For years, I had been adamant about keeping our home treeless. We would have plenty of time for all that when we arrived at my in-laws' house in Michigan, where my father-in -law would hand me a martini and I would settle in and begin to put my stubborn (though somewhat ill-defined) Jewishness on the back burner for a few days. My participation in the rituals was nothing less than full-throated; I would hang ornaments (badly), repeatedly check my stocking for new additions, get swept up in the last minute Christmas Eve shopping spree, overwhelmed by the need to purchase all sorts of unnecessary crap.

Somebody asked me, the other day, why I get a little melancholy around Christmas. I have not been a part of the family celebration for years now -- just part of the collateral damage of divorce. At the beginning, my mail order pink tree helped me through it, allowed me to hang on to something that had never really been mine in the first place. I took comfort in the glow of the pink lights, even as the plastic branches began to list and fade. I told myself I was happy to return, after so many years, to the time-honored Jewish Christmas tradition of Chinese food and a movie. To stop celebrating a holiday that was, really, so meaningless to me.

My oldest daughter learned to crawl in a motel room in Kalamazoo one year, where we got snowed in on our way to Detroit. For a few years in a row, I seemed to acquire a new carved coyote from the Southwest store in town; I still have them. At the beginning, I would go with my in-laws to Midnight Mass, enjoy the music, choke on the incense, feel a little bit conspicuous while everyone else went up to collect a wafer and a sip of wine. In later years, I was the present-wrapper in chief, a self-appointed Mrs. Claus-stein, enjoying the satisfaction of growing the pile under the tree. Early on, my mother-in-law switched from that spiral cut honey baked ham thing to turkey and tenderloin, just for me, much to everyone else's dismay. I would drag myself out, every year, for a long run in the snow, before spending the rest of the day in sweats, stuffing my face and watching a "A Christmas Story" over and over again with my kids.

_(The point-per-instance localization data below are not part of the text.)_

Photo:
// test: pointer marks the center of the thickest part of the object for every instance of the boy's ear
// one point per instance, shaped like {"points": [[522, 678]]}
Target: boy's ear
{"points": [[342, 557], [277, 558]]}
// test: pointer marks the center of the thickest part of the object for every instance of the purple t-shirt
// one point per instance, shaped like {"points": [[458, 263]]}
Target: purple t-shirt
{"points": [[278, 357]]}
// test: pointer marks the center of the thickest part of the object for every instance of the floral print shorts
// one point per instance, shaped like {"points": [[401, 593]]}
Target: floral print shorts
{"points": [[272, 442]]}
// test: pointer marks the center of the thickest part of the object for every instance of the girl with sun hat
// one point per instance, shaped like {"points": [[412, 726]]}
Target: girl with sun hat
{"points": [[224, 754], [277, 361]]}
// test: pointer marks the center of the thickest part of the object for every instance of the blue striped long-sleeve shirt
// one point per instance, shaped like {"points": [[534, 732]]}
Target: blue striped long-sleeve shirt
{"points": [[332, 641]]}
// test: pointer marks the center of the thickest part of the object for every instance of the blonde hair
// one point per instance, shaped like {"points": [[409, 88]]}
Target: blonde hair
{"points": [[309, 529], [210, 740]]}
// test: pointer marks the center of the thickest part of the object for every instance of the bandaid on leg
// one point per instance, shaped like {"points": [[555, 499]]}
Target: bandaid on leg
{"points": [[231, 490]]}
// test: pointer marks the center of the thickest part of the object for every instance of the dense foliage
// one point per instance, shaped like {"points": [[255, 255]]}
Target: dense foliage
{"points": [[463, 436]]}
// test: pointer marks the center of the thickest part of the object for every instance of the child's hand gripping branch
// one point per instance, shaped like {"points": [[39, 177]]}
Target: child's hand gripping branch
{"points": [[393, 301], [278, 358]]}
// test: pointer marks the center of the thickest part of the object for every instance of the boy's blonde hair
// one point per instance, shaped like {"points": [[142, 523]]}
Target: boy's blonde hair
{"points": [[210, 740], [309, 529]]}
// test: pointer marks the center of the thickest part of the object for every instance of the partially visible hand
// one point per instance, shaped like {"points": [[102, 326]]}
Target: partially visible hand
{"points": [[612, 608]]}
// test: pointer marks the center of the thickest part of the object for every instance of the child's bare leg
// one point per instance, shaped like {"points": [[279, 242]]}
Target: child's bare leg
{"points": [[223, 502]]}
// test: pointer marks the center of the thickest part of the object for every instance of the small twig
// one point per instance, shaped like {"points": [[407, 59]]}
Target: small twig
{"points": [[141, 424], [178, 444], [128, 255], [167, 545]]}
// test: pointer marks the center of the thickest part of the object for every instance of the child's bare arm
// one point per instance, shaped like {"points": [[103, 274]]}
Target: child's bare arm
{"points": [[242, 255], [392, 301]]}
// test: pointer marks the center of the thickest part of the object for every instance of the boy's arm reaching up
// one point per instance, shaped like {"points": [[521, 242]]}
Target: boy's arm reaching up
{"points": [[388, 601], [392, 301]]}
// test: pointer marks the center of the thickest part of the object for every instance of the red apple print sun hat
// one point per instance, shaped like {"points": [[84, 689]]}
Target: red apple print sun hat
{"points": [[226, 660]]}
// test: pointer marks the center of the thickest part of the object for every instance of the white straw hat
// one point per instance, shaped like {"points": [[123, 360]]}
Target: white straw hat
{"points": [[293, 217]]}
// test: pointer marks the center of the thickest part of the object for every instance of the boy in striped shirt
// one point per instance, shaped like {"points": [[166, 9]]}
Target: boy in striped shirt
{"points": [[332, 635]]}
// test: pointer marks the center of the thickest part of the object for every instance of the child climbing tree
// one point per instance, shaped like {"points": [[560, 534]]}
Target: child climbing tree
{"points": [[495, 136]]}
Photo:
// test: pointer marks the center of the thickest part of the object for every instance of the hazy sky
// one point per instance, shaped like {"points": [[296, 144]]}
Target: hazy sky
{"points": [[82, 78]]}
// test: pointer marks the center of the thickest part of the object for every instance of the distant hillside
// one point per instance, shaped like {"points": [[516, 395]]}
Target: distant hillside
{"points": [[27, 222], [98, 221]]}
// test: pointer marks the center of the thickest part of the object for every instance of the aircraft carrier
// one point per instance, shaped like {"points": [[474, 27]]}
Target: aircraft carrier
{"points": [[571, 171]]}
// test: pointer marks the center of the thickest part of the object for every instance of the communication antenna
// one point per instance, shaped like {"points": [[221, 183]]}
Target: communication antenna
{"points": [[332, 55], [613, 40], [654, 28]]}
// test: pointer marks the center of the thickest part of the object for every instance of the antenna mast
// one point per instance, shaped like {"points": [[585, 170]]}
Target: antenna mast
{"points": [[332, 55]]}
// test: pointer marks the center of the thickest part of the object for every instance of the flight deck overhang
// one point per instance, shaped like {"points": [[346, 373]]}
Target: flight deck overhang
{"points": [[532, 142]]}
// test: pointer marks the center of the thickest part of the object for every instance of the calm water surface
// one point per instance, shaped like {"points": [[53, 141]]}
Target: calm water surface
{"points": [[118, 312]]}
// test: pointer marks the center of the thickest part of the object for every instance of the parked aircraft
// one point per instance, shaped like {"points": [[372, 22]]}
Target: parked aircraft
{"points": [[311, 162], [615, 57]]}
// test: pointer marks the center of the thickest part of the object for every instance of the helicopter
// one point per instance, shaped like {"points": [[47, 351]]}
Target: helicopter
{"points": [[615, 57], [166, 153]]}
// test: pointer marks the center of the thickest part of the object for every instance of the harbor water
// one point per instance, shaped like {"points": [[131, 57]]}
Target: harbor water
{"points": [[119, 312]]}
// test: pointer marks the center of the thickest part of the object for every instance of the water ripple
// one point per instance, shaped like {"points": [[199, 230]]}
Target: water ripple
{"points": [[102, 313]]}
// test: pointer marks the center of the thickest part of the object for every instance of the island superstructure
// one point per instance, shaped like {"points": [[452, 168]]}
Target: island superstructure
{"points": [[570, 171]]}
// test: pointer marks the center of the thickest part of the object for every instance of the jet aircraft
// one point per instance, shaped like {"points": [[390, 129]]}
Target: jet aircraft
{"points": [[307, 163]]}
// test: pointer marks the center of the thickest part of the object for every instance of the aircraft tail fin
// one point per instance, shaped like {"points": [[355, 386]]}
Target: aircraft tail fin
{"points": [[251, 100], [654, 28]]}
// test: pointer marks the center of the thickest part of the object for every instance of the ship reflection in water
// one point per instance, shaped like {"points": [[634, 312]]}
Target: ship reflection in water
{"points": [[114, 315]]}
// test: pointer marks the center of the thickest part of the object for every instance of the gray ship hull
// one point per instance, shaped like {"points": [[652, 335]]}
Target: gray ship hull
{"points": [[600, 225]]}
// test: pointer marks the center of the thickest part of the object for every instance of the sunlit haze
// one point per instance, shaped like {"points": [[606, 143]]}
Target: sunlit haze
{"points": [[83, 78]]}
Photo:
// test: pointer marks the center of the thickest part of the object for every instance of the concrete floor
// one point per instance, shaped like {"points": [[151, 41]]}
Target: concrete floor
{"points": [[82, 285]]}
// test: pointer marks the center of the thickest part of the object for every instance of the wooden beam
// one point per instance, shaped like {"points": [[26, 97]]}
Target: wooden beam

A holiday that had never been my holiday had become a part of me, and it's hard, frankly, to do without. The pink Christmas tree had served its purpose, though, and it was time to let it go. This year, I will decide, at some point, whether to participate in other celebrations or eat Chinese food or just stay home and reflect, enjoy the season quietly. The ghosts of my Christmas pasts do not haunt me; they are good ghosts, of family time well-spent.